Holding: The Court held that Idaho's Eleventh Amendment sovereign immunity bars the Tribe's federal suit for declaratory and injunctive relief because it would be the functional equivalent of quiet title and would intrude on state sovereignty.

Real World Impact:
  • Pushes the tribe’s land dispute into Idaho state courts rather than federal court.
  • Limits when federal courts can enjoin state officials over territorial or title claims.
  • Protects state control and regulation over submerged lands and public waters.
Topics: tribal land claims, sovereign immunity, state control of submerged lands, federal court access

Summary

Background

The Coeur d'Alene Tribe and some individual members sued Idaho officials in federal court, claiming ownership of the beds and banks under Lake Coeur d'Alene and connected rivers. The Tribe said an 1873 federal Executive Order (and related federal actions) gave it beneficial title, and it alternatively claimed unextinguished tribal title. The Tribe asked for a declaration of exclusive possession and an injunction stopping Idaho from regulating or using those submerged lands. Idaho moved to dismiss based on Eleventh Amendment sovereign immunity; a parallel United States suit to quiet title was later filed and remains pending.

Reasoning

The key question was whether Idaho's claim of sovereign immunity blocks the Tribe from getting declaratory or injunctive relief in federal court. The Court explained that States enjoy Eleventh Amendment immunity and that the longstanding Ex parte Young exception (allowing federal suits against state officers to stop ongoing federal-law violations) has limits. The Court found the Tribe's requested relief was the functional equivalent of a quiet title action that would divest the State of control over its sovereign submerged lands.
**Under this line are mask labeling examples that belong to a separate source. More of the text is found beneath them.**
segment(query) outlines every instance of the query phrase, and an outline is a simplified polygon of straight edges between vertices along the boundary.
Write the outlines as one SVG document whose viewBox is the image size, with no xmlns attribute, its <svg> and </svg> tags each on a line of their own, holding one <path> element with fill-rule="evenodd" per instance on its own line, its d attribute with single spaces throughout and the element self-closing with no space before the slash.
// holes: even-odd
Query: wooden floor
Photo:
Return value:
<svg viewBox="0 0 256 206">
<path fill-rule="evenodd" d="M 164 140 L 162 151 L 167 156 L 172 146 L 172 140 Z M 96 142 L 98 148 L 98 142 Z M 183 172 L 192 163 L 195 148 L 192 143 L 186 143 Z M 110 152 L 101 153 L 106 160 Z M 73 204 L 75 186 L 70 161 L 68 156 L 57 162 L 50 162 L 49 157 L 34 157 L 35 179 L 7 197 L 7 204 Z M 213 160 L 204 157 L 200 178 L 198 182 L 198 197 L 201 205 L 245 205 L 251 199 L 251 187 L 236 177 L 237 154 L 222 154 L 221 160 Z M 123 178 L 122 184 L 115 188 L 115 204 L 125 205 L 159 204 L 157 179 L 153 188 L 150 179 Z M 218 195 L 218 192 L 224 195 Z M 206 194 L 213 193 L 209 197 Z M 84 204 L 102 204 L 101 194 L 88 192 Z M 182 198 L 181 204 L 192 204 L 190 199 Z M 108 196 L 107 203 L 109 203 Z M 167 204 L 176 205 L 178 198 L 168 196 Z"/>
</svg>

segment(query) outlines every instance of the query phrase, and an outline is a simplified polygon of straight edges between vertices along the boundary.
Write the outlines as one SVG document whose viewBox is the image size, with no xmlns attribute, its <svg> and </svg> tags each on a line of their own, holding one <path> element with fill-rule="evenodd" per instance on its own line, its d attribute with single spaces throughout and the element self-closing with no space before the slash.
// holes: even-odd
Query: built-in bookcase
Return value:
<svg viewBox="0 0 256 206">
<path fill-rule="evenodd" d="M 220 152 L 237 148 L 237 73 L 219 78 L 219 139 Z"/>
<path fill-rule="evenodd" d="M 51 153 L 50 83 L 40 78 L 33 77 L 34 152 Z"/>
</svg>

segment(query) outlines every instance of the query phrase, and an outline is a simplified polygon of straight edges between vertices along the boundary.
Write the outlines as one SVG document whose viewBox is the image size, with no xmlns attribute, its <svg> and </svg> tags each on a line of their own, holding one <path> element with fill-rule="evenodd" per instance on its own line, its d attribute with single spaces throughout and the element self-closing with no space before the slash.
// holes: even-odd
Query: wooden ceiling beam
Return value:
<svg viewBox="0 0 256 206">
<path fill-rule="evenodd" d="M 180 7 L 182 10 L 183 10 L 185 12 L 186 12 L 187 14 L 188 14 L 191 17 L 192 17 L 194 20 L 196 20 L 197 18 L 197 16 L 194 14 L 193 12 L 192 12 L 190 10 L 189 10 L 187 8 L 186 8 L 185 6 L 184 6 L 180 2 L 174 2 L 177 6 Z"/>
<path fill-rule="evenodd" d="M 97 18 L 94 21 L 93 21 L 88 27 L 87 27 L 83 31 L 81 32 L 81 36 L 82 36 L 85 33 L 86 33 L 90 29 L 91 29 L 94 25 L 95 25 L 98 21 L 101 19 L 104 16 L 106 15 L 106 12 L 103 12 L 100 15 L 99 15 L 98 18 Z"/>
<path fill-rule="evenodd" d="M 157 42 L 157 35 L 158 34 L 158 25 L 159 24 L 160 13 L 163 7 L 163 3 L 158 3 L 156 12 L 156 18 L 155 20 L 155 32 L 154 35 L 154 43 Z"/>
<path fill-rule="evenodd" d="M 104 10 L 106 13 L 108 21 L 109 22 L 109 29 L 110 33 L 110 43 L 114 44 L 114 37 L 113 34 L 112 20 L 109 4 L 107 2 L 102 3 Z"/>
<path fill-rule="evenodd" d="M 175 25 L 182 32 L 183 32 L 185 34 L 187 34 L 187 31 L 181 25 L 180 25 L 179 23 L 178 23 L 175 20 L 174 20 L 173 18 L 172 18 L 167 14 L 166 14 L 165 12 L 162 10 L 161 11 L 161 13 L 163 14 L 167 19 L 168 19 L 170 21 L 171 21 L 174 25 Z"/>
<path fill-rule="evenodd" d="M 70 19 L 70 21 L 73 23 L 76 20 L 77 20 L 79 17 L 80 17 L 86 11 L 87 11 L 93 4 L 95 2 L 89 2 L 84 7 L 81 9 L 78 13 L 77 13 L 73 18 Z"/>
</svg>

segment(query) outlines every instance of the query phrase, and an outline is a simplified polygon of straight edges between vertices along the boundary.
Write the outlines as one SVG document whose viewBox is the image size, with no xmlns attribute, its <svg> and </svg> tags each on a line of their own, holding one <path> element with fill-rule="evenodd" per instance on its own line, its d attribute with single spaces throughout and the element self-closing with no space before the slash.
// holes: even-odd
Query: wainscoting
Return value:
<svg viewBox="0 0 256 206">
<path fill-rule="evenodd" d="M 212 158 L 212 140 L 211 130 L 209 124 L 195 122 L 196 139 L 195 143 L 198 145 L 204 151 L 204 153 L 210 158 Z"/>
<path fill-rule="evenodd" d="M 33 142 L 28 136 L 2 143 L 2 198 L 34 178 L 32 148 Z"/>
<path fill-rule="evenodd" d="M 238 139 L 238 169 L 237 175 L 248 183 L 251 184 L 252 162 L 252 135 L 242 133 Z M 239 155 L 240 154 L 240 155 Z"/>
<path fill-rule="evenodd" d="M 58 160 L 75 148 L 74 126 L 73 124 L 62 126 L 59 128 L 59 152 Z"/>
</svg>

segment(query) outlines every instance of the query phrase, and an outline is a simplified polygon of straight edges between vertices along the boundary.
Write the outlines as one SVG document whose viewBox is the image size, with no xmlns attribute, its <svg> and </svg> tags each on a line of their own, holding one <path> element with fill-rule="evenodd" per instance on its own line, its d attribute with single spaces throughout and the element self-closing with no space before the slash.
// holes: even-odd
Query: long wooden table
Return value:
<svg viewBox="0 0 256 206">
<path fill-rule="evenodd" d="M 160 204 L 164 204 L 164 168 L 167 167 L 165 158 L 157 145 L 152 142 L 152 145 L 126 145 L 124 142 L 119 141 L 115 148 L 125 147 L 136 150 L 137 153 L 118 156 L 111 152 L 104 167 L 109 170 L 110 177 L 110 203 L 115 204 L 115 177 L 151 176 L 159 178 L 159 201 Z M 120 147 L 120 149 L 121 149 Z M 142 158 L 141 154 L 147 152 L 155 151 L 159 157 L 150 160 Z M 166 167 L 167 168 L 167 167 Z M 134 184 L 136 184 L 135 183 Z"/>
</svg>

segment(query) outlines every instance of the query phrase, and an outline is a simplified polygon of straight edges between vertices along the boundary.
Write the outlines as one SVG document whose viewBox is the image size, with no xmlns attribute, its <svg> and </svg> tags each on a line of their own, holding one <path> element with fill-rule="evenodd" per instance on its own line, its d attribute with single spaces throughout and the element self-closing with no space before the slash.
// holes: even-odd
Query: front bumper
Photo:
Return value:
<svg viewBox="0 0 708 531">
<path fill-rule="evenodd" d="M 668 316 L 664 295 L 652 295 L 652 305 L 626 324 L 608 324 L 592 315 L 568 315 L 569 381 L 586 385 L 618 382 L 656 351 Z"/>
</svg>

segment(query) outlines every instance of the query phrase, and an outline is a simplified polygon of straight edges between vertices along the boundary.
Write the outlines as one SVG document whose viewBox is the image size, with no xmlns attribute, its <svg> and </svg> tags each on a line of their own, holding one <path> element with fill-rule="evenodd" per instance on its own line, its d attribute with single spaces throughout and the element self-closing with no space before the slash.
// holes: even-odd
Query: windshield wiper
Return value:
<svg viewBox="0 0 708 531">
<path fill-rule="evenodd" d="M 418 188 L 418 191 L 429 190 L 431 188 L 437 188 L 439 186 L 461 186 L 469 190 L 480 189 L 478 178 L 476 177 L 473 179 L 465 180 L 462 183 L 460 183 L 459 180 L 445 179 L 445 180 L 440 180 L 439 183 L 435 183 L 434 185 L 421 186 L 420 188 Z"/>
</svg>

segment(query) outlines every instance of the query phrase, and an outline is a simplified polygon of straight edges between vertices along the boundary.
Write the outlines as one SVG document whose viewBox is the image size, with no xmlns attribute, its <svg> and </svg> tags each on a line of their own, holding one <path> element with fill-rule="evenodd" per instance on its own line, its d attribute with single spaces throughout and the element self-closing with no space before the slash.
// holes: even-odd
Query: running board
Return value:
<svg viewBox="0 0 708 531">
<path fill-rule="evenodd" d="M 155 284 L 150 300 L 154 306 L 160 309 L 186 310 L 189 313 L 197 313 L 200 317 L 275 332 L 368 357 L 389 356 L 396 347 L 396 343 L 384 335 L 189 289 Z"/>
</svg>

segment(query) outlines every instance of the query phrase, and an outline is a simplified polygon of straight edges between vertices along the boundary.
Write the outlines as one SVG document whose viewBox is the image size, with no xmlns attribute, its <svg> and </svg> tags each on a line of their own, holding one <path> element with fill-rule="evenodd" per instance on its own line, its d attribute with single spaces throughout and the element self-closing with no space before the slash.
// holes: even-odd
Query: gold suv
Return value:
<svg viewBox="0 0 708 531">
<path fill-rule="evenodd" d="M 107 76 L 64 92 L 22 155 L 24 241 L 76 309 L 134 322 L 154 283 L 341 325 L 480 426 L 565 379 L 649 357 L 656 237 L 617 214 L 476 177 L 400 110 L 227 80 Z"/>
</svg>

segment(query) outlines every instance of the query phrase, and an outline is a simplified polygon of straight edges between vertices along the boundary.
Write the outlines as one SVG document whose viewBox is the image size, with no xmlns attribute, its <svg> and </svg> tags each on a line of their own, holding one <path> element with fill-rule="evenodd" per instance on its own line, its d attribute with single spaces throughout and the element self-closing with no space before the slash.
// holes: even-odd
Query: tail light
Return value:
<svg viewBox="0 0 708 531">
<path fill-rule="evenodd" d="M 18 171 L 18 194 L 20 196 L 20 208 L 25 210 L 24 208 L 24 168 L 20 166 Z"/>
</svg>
Because Idaho's courts were available and the relief would intrude deeply on state sovereignty, the Court held the Young exception did not allow this federal suit to proceed.

Real world impact

The decision sends the Tribe's claims back into Idaho's courts (or to other available state procedures) and narrows when federal courts may hear similar tribal land claims against a State. It does not decide who owns the land on the merits; instead it decides that the Eleventh Amendment bars this particular federal forum for the Tribe's requested relief. The separate United States quiet-title suit remains pending and may resolve some disputes later.

Dissents or concurrances

Justice O'Connor agreed the Tribe could not proceed but warned against broad changes to Ex parte Young; Justice Souter (joined by three others) dissented, arguing federal courts should hear the Tribe's claim under existing Young precedent.